Scrutiamo la fisionomia –pare chirurgicamente modificata- di Anders Behring Breivik, nella vana speranza di decifrare in quale misteriosa simpatia quel corpo si relazioni alla sua anima. Ha sterminato per un’ora e mezza di fila i ragazzi del campeggio di Utoya, conquistandosi una posizione di rilievo nella storia dei crimini europei.
Sbagliereste però, a considerarlo un inedito. Esattamente settanta anni fa, nell’estate del 1941, quando Hitler scatenò l’”Operazione Barbarossa” rompendo il patto di non belligeranza con Stalin e invadendo l’Unione Sovietica, l’esercito del Terzo Reich si era dotato di speciali Einsatzgruppen con l’incarico di effettuare le fucilazioni di massa nei territori man mano occupati.
Tanti biondi e allucinati Breivik, non solo tedeschi ma pure ucraini, lituani e di altre nazionalità, quasi tutti volontari, ammassavano i deportati di fronte alle fosse comuni e cominciavano a sparare all’impazzata. Non ha stabilito alcun record, Breivik, massacrando un centinaio di ragazzi disarmati, agendo indisturbato in novanta minuti. I cronometristi della pulizia etnica nazionalsocialista valutarono che un commando di mitragliatori, lavorando di buona lena, poteva eliminare fino a diecimila “sottouomini” al giorno. Inventarono le camere a gas perché diecimila ammazzati al giorno non erano abbastanza, bisognava smaltirne di più, e con migliore igiene, affinché risultasse tutelata la purezza della razza (ariana, nordica, o altro), che stava tanto a cuore anche a Breivik.
Non s’inventa proprio nulla, nel campionario del terrore. Sabato scorso, all’indomani dell’attentato di Oslo e della strage sull’isola di Utoya, i giornali della destra italiana titolavano col riflesso automatico sulla probabile matrice islamica. Dagli intelligentoni de “Il Foglio” ai più caciaroni di “Libero”, si trattava per loro di applicare uno schema manicheo nel quale credono da dieci anni: da una parte c’è la civiltà occidentale, giudaico-cristiana e perciò democratica; dall’altra c’è l’islam per sua natura assoggettato al terrorismo.
E’ dall’11 settembre 2001 che ragionano così.

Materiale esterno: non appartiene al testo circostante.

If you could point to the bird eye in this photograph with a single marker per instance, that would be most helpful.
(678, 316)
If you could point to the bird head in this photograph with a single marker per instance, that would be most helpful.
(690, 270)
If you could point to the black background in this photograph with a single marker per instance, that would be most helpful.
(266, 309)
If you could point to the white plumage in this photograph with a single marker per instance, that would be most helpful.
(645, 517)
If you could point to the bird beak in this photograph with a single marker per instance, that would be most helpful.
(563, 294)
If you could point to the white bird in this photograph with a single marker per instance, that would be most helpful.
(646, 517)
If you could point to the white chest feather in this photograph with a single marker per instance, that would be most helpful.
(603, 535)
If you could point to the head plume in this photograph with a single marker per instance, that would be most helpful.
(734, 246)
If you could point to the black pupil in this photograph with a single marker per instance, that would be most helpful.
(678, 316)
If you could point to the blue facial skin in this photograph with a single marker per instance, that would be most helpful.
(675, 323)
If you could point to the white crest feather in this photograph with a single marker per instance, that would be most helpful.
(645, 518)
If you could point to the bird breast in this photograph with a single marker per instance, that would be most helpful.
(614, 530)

Prima di quella data fatidica i nostri provincialotti non avevano neanche sentito nominare Osama Bin Laden.
La mite Norvegia, violata da un sedicente “fondamentalista cristiano” per il quale nessuno evocherà responsabilità oggettive della Chiesa (così come l’ebraismo non fu messo sotto processo nel 1994 quando Baruch Goldstein assassinò col mitra ventinove musulmani in preghiera nella Tomba dei Patriarchi di Hebron), chiude tristemente il cerchio decennale di follia scatenato da Mohammed Atta nel cielo di New York.

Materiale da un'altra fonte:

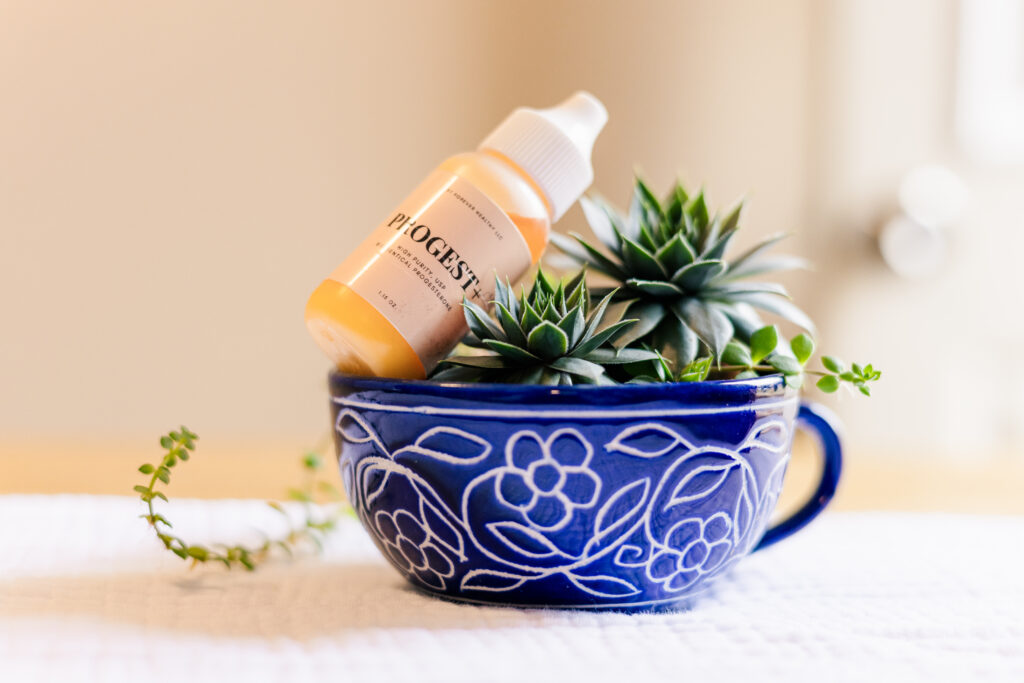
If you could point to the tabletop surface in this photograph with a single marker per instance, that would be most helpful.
(87, 594)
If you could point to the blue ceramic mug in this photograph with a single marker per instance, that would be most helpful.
(631, 497)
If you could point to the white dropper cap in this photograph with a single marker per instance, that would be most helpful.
(553, 146)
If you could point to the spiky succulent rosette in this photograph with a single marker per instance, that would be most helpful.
(669, 262)
(553, 335)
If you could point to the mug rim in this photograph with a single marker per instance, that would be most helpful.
(738, 390)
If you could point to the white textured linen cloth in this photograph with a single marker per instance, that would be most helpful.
(86, 594)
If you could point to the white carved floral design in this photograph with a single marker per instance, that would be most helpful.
(547, 479)
(651, 535)
(411, 548)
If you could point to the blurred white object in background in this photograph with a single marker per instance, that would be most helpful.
(990, 81)
(912, 243)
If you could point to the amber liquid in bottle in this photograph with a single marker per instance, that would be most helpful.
(359, 339)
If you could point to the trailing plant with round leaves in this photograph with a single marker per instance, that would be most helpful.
(669, 260)
(553, 335)
(767, 353)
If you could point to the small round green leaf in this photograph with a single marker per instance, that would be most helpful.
(763, 342)
(828, 383)
(833, 364)
(803, 347)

Tra gli apocalittici, fanatici pretesi difensori della nostra civiltà, dopo quel fatidico 11 settembre, si ritrovano i cattivi maestri di Anders Behring Breivik. Penso al deputato europeo, eletto qui in Italia, che dopo l’arresto del criminale di guerra serbo Ratklo Mladic, gli manifestò simpatia definendolo “un vero patriota”, condividendone l’ossessione anti-islamica. Io ho deciso di non invitarlo mai più alla mia trasmissione, ma in troppi ci ridono su.

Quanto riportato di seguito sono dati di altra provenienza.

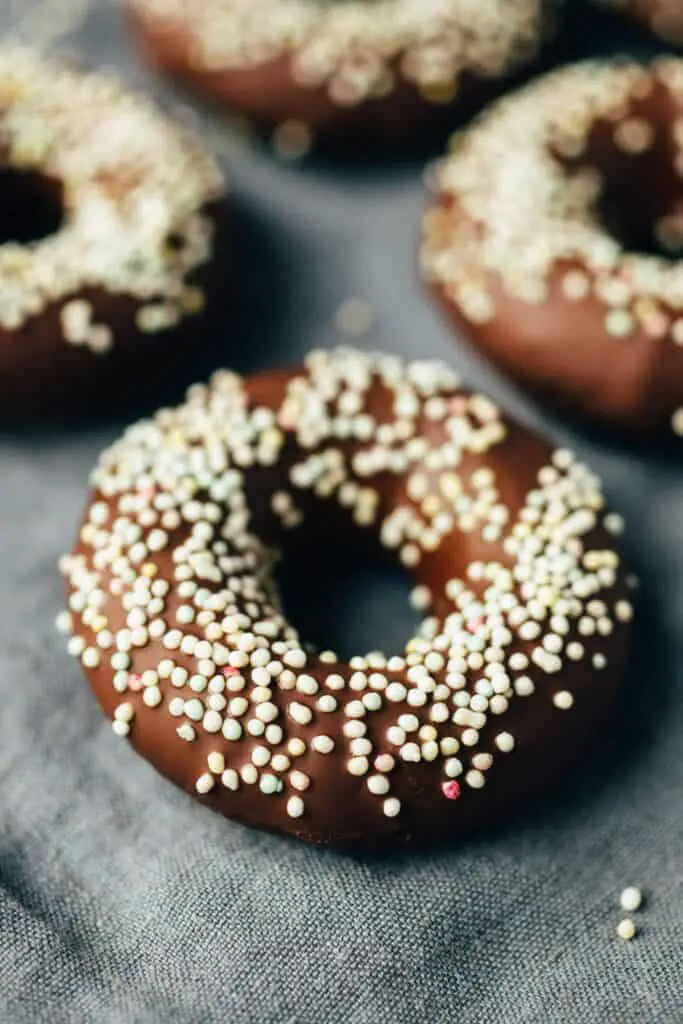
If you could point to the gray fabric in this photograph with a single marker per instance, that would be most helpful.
(123, 901)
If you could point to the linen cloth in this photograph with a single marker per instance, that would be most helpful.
(122, 901)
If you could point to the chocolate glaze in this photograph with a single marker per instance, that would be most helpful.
(44, 379)
(664, 17)
(560, 348)
(268, 95)
(339, 808)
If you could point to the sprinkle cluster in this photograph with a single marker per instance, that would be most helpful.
(526, 219)
(356, 47)
(172, 595)
(135, 190)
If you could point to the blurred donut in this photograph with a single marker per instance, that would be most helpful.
(382, 71)
(111, 217)
(555, 237)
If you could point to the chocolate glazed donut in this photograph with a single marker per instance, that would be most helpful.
(174, 612)
(664, 17)
(555, 236)
(113, 239)
(379, 73)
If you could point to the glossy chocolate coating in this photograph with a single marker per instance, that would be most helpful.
(561, 347)
(268, 94)
(339, 808)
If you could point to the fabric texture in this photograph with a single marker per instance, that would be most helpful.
(122, 901)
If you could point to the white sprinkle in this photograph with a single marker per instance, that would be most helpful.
(124, 713)
(205, 783)
(475, 779)
(357, 766)
(295, 807)
(216, 763)
(323, 744)
(563, 699)
(378, 784)
(391, 807)
(299, 713)
(626, 930)
(230, 779)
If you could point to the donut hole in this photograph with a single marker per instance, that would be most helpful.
(638, 164)
(31, 206)
(346, 597)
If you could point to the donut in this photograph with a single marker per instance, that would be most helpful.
(554, 237)
(664, 17)
(380, 71)
(110, 217)
(174, 613)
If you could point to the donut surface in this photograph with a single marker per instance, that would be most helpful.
(380, 69)
(175, 616)
(109, 222)
(664, 17)
(547, 237)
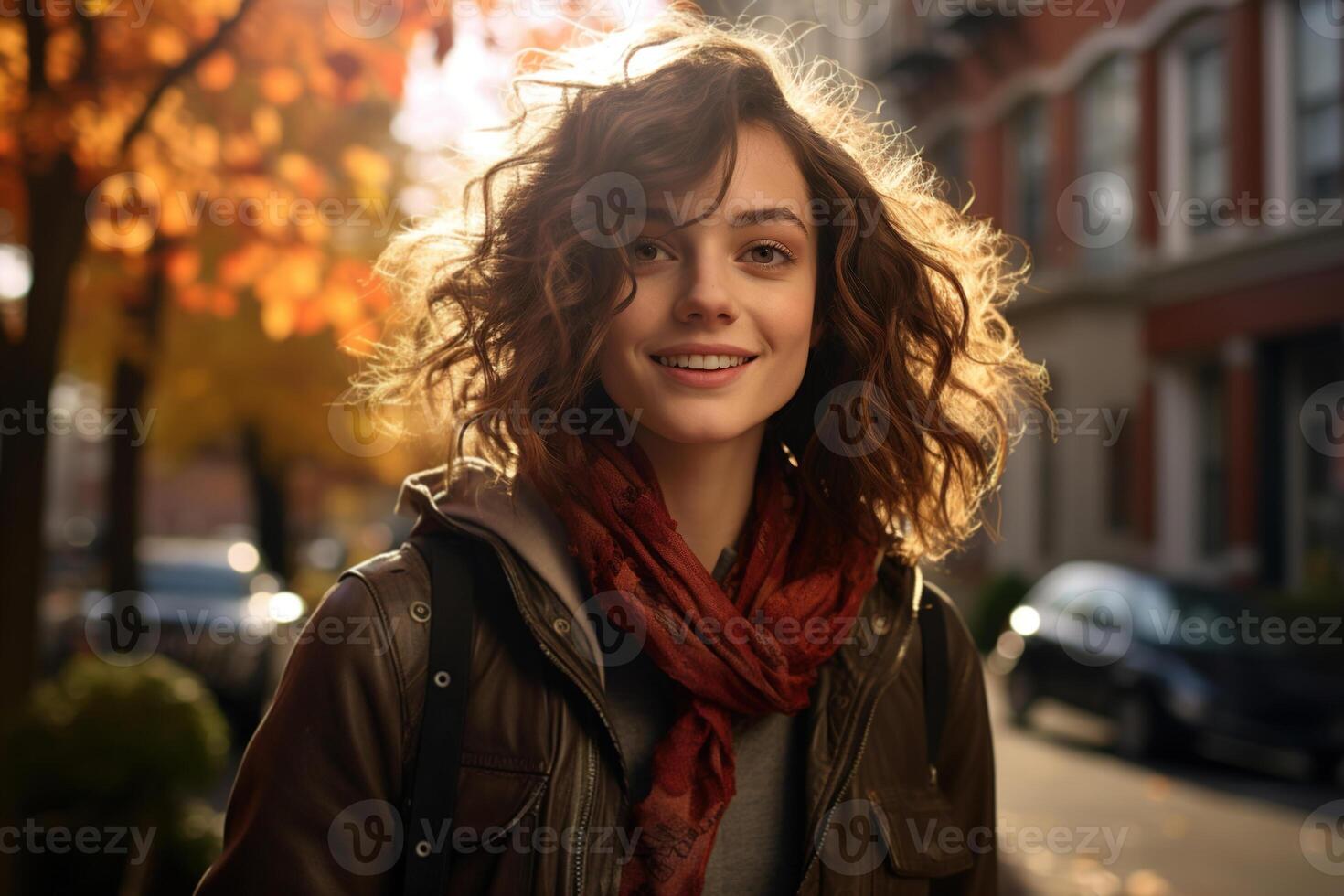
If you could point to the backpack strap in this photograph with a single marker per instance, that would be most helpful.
(933, 641)
(446, 686)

L’Europa si ritrova a fare i conti con un terrorismo di destra generato dalle sue viscere. Dall’idea malata, ma sempre rinascente, che “sangue e suolo” nobilitino la nostra irriducibile e preziosa diversità. Alla vigilia della Prima guerra mondiale, viceversa, un intellettuale profetico come Karl Kraus spiegò bene che “sangue e suolo, insieme, fanno solo venire il tetano”.